Data quality describes the correctness, relevance and reliability of data. It describes their consistency and availability on different computer systems. In information technology, data quality is one of the most important criteria for assessing an IT system.
Data quality is evaluated according to many different criteria. Here are the most important ones, which relate to the system, the presentation of the data, its use and its content:
- System: accessibility, editability,
- Presentation: comprehensibility, clarity, consistency, interpretability/ consistency,
- Usage: relevance, timeliness, value added, completeness, appropriateness,
- Content: accuracy/ error-free, objectivity, credibility, reputation.

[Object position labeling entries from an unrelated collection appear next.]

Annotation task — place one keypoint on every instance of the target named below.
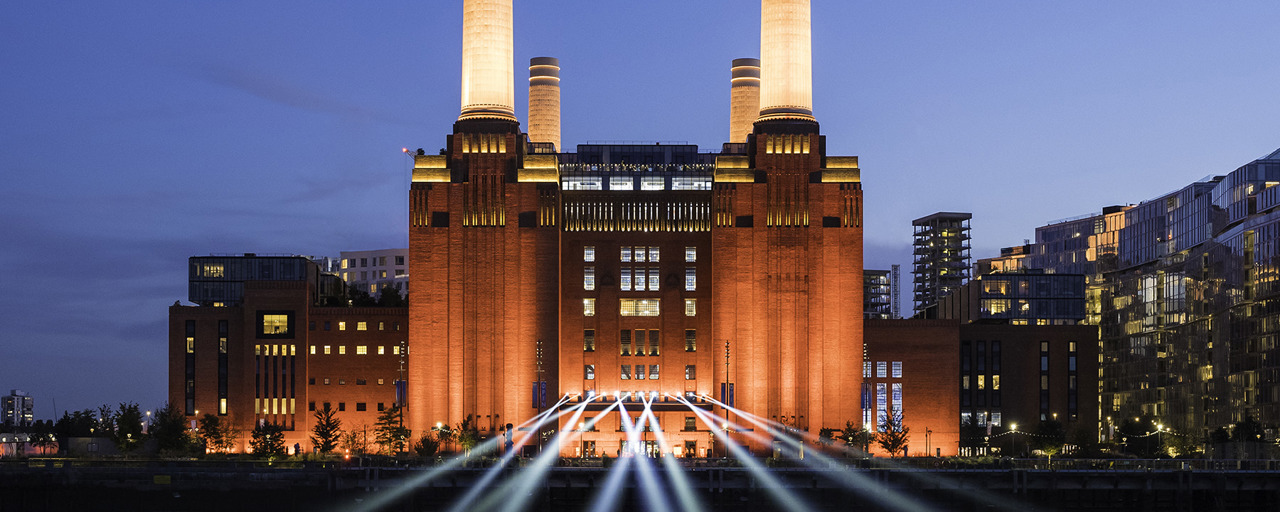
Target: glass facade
(1185, 291)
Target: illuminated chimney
(488, 62)
(544, 100)
(744, 99)
(786, 60)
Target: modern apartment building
(941, 259)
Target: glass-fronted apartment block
(941, 257)
(877, 295)
(1184, 289)
(1019, 298)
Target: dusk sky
(136, 135)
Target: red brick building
(910, 368)
(540, 274)
(257, 347)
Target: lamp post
(1014, 426)
(927, 432)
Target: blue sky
(135, 135)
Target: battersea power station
(609, 280)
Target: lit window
(275, 324)
(636, 306)
(621, 183)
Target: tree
(356, 440)
(826, 437)
(446, 435)
(855, 437)
(42, 435)
(469, 435)
(894, 435)
(1048, 438)
(391, 297)
(127, 426)
(219, 435)
(389, 430)
(327, 430)
(80, 424)
(169, 430)
(268, 440)
(426, 446)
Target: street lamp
(1014, 426)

In 2007, the German Society for Information and Data Quality (DGIQ) published a user-based definition based on the 1996 research findings of Richard Wang and Diane Strong. It is based on the 15 dimensions of information quality identified by Wang/Strong, which are shown in the diagram. According to this study, almost half of the companies see good data quality as a success and competitive advantage and attach great importance to this topic.
In practice, the measure of data quality is understood to be how good the consistency and availability of the same data is on different systems. How cleanly the existing data has been stored and how well the presentation matches the expected results. The data quality must be monitored in the acquisition system itself, but also during the transfer to target systems (e.g. data warehousesystems) and alternative representations (e.g. evaluations). For this purpose, suitable quality assurance measures must be implemented at each stage of the data flow process.